- Location: Yamanouchi, Nagano Prefecture, Japan.
- Coordinates: 36°45′47″N 138°37′42″E﻿ / ﻿36.76306°N 138.62833°E
- Construction began: 1953
- Opening date: 1955

Dam and spillways
- Impounds: Nakatsu River
- Height: 20.7 m
- Length: 33.75 m

Reservoir
- Total capacity: 19,000 m^{3}
- Catchment area: 504.5 km^{2}
- Surface area: 1.1 hectares

= Shibusawa Dam =

Dam on the Nakatsu River, Iwate Prefecture, Japan

Shibusawa Dam (渋沢ダム) is a dam constructed on the Nakatsu River within the Shinano River system on the border between Yamanouchi Town and the Shimotakai District of Nagano Prefecture and near Sakae Village in the Shimotakai District. It is a 20.7-meter-high gravity-type concrete dam used for power generation by Tokyo Electric Power Company's renewable energy subsidiary. Water from the river is fed to the Kiriake Power Plant, generating a maximum of 20,000 kilowatts of electricity.

==History==

The basin of the Nakatsu River, which originates at Lake Nozori in Gunma Prefecture and flows through Nagano Prefecture and then into Niigata Prefecture, lies in the scenic Akiyamago region. A hydroelectric power plant using the Shinano River's water was constructed in the Taishō era (1912-1926), and the area was redeveloped by the Tokyo Electric Power Company, which inherited the water rights shortly after World War II. When the Nakatsu River was then dammed, Lake Nozori was created.

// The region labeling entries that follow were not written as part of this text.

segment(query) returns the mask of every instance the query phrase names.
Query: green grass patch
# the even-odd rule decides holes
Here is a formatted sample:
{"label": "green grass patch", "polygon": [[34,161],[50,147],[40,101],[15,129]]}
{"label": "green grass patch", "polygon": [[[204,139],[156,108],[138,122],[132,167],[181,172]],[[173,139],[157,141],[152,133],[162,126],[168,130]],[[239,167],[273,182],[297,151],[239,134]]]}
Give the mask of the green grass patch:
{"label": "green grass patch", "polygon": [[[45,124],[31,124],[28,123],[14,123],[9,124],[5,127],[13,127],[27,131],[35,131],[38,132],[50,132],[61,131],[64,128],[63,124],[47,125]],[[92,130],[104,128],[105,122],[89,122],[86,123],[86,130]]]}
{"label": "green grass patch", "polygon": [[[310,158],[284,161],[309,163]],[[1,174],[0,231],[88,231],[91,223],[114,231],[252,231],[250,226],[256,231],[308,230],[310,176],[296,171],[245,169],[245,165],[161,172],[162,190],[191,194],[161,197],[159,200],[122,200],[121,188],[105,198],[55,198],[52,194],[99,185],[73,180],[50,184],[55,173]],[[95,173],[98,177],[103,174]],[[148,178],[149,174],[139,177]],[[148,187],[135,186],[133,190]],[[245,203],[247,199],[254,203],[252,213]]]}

Construction of the Kiriaki Power Station and Shibusawa Dam began in 1953 and was completed in 1955. The Shibusawa Dam is located downstream of Lake Nozori, and in addition to the normal flow of water, water from Lake Nozori can be released to supply the plant in times of water shortage. After generating up to 20,000 kW of electricity at the power plant, the water is pumped through the spillway to the Nakatsugawa No. 1 Power Plant and the Koyasan Dam.

==Surroundings ==

Kiriaki is a remote village in the Akiyamago region and is famous for its onsen (hot springs). This region has long had poor access to transportation, which may have contributed to the development of its unique culture.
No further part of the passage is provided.